Appeal by the defendant from an order of the Supreme Court, Queens County (Margulis, J.), dated April 8, 2015, which, after a hearing, designated him a level two sex offender pursuant to Correction Law article 6-C.
Ordered that the order is affirmed, without costs or disbursements.
Contrary to the defendant’s contention, the Supreme Court properly assessed 30 points under risk factor 3 (number of victims) and 20 points under risk factor 7 (relationship with victim) based upon his conviction, in Florida, of possession of a sexual performance by a child (see People v Gillotti, 23 NY3d 841 [2014]; People v Johnson, 11 NY3d 416 [2008]; People v Nethercott, 119 AD3d 918 [2014]).
The Supreme Court’s determination to designate the defendant a level two sex offender was based upon its assessment of a total of 80 points under the risk assessment instrument (see Correction Law § 168-k [2]). The court did not upwardly depart to a risk level two.

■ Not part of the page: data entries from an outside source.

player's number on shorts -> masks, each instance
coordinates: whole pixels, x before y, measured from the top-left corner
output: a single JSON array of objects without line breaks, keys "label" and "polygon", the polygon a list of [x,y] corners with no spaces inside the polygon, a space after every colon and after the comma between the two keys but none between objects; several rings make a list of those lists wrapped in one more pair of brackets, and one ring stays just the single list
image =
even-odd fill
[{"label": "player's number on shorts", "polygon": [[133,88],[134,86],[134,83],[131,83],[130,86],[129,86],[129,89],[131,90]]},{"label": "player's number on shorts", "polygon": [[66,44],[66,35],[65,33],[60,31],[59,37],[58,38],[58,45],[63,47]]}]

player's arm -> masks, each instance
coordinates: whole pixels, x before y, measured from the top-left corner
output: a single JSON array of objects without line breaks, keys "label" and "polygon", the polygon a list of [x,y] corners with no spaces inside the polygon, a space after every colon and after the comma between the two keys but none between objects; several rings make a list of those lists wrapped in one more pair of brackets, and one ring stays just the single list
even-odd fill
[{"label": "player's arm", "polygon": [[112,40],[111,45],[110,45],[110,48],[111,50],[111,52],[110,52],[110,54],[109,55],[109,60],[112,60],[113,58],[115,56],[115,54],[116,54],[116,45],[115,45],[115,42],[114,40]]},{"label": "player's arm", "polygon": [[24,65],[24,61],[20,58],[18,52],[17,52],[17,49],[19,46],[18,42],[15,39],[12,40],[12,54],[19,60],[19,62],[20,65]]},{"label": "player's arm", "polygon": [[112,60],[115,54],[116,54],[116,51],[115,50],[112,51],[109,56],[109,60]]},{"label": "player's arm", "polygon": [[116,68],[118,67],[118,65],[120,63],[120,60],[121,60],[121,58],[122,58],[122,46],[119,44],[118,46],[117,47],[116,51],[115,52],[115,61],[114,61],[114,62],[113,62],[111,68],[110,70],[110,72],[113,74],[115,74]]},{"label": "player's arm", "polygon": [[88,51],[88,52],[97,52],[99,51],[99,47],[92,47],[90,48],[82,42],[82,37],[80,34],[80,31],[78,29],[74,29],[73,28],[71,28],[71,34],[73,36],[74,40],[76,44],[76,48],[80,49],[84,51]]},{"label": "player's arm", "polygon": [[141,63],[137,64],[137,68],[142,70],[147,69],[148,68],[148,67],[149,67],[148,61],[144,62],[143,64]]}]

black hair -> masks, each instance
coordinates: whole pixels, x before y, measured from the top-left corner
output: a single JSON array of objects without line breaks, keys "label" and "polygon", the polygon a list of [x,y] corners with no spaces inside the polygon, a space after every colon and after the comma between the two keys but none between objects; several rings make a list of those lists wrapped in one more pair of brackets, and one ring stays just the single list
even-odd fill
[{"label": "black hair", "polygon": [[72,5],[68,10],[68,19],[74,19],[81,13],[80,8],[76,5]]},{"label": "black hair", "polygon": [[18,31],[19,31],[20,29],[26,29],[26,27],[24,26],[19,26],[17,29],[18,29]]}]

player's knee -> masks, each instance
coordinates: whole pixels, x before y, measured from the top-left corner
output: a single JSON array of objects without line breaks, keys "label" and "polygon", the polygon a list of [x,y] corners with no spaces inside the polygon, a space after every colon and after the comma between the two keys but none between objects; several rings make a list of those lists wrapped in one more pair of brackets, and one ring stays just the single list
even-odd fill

Thus, the defendant’s contention that the court erroneously granted an upward departure is without merit.
The defendant’s remaining contention, that there was a “compelling basis” for a downward departure, is unpreserved for appellate review (see People v Johnson, 11 NY3d at 421; People v Estrella, 90 AD3d 879 [2011]).
Accordingly, the Supreme Court properly designated the defendant a level two sex offender.
Rivera, J.R, Leventhal, Sgroi and Hinds-Radix, JJ., concur.